Spy boss Ian Fletcher has apologised to Prime Minister John Key for his agency bungling its report to Parliament on the level of its surveillance.
The Government Communications Security Bureau (GCSB) was forced to release an amendment to its annual report, which saw an increase in the number of interception warrants and access authorisations for the 2012-13 financial year.
A total of 11 interception warrants were in force for that year, up on the original amount which was reported at seven. Five interception warrants were issued, corrected from four.
A total of 26 access authorisations were also in force, compared to the originally-thought 14, and 11 were issued rather than nine.

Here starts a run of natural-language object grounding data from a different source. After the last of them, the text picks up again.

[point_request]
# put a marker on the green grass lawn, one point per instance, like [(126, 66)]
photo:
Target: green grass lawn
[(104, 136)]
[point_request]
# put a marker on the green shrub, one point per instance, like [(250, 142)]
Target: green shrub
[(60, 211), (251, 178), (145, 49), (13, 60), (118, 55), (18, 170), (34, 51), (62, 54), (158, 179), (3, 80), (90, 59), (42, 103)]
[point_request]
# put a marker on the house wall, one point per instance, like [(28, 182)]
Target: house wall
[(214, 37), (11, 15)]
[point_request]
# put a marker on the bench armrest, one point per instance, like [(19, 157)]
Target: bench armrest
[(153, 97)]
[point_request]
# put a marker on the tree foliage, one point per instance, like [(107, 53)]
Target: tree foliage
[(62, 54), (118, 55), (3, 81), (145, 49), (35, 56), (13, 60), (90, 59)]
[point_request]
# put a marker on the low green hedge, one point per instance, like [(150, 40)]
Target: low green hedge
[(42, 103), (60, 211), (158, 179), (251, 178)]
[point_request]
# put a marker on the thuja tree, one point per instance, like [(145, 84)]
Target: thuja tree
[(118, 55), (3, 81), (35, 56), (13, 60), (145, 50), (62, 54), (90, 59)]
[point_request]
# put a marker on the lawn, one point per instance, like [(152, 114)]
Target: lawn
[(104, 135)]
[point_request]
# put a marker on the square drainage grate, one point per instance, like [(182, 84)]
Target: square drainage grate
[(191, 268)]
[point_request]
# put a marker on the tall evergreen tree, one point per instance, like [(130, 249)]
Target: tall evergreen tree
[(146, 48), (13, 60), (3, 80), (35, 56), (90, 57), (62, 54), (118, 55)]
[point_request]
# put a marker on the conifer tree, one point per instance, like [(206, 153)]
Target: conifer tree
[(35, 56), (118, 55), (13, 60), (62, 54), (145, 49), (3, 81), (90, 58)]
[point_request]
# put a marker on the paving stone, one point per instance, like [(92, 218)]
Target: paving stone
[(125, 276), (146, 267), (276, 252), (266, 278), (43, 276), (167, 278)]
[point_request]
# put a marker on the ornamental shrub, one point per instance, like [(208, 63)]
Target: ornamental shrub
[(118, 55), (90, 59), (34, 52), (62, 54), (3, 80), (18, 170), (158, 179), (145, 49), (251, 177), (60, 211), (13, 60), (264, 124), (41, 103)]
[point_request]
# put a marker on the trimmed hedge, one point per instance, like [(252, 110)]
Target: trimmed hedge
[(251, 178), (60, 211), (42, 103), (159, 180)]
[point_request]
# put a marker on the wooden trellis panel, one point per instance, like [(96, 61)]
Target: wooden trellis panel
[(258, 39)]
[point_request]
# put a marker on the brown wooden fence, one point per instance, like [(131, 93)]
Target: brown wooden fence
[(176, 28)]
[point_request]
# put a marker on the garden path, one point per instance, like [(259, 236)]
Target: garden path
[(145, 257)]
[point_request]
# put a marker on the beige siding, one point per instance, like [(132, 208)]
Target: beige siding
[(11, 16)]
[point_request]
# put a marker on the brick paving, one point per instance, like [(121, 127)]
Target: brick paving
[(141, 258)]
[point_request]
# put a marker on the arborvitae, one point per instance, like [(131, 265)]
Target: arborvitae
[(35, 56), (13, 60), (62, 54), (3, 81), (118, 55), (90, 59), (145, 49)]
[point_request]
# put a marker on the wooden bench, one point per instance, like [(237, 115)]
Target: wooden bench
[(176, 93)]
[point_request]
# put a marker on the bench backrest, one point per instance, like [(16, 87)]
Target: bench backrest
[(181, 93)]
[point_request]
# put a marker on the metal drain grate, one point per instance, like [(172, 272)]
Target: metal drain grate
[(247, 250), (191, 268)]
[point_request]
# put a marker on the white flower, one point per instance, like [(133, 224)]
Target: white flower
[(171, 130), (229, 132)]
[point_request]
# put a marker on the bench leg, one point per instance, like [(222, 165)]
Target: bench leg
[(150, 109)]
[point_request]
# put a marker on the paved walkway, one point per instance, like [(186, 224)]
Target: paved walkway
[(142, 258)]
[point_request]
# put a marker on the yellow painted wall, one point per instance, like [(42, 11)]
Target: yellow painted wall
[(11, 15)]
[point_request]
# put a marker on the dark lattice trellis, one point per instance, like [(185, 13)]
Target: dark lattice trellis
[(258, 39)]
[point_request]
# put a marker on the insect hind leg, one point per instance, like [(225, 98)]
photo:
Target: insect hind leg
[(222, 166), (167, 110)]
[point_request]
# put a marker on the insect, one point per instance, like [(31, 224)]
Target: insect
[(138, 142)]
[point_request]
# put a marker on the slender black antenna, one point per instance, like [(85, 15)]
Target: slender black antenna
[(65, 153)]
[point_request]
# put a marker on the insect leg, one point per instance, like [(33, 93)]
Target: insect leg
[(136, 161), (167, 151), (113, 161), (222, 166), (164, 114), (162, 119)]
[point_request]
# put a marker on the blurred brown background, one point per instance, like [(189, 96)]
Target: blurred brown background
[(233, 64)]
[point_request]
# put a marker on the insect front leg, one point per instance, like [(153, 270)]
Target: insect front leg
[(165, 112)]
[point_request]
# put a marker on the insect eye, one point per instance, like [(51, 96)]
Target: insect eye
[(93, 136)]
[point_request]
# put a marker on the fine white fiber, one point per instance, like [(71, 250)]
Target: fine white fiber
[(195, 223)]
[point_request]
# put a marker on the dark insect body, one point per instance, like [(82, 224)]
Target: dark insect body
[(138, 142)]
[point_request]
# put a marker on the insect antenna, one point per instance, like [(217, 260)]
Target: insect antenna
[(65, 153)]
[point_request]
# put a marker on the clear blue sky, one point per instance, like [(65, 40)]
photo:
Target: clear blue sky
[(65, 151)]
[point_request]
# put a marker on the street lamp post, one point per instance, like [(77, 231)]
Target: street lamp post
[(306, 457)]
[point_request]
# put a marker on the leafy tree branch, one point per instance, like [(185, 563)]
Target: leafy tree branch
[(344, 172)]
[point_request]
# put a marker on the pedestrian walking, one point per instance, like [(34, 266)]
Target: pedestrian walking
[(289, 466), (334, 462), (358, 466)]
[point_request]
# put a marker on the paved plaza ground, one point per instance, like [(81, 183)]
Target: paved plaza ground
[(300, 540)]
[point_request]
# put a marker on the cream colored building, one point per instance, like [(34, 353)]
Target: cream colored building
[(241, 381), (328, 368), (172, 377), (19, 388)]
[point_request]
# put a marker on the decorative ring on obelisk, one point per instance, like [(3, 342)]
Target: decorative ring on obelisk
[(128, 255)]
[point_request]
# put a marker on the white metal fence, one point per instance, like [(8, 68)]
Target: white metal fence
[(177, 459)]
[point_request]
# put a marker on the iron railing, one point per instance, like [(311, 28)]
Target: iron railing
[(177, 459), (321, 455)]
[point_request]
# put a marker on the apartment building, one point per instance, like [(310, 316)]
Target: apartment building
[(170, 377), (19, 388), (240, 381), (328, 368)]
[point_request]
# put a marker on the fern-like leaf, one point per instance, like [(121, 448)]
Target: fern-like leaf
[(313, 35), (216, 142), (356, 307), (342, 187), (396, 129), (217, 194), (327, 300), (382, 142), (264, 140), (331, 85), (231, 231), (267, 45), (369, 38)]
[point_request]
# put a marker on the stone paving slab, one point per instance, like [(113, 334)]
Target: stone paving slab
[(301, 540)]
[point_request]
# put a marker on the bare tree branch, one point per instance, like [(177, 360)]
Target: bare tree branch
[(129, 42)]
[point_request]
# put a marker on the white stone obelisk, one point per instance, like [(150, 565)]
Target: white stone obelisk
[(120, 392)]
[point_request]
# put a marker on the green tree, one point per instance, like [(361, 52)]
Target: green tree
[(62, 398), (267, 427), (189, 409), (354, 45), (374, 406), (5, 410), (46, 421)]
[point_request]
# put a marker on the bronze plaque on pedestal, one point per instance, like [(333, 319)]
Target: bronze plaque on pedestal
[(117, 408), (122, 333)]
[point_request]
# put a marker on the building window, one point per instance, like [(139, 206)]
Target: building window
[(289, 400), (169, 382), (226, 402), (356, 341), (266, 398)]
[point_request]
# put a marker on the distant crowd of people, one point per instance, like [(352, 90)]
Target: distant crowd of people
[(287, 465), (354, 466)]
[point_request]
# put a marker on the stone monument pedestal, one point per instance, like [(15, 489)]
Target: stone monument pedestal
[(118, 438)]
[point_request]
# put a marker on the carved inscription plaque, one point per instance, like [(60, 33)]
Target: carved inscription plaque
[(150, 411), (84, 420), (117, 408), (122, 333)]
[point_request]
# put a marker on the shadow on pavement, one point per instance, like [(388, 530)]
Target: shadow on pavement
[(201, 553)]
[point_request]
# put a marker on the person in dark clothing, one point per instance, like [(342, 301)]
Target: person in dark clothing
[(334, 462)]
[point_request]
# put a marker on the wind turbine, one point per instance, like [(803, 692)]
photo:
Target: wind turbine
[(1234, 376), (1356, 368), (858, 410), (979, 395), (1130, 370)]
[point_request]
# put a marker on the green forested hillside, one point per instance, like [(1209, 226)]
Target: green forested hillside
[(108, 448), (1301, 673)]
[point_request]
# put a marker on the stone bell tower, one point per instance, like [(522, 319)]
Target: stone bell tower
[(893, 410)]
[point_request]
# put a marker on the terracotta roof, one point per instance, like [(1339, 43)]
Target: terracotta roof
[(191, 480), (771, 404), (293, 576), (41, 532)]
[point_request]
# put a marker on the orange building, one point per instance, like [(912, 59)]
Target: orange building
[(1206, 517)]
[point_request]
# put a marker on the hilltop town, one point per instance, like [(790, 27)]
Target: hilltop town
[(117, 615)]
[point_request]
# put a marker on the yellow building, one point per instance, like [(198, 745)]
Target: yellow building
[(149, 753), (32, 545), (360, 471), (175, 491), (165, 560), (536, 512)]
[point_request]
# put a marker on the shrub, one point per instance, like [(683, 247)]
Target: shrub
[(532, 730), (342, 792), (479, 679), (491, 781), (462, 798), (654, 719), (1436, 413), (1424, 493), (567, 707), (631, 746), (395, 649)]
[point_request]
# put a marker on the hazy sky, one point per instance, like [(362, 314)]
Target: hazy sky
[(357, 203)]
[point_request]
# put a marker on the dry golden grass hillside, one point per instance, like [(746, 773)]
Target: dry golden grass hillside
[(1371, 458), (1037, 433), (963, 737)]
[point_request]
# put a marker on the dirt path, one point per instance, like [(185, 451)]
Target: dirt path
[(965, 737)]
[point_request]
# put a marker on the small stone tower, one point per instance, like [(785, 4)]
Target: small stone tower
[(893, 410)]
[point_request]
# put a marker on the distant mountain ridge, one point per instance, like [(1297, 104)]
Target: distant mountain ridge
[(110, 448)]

A spokeswoman for Key said the prime minister was “unhappy” about the error and had received an apology from Fletcher, the GCSB director.
“The prime minister has been advised that the error stems from GCSB mistakenly counting the number of operations rather than the number of warrants on issue.,” the spokeswoman said.
“There was no attempt to deliberately mislead,. Further, he has been advised by the director that steps have been taken to ensure the error cannot happen again.”
It isn’t a huge error in itself. 11 issued instead of nine doesn’t change what we fundamentally know that the level is very low.
However the concern is that the GCSB doesn’t have a rigorous enough focus on checking and verification. Their annual report to Parliament is an important document and what goes into it should be vetted by multiple people. One person misinterpreting what should be reported, should be caught by someone else.
It isn’t good enough. These agencies especially need a very high level of confidence in their ability to understand the law.
What I’m not clear about is whether this error is long-standing or just occurred last year.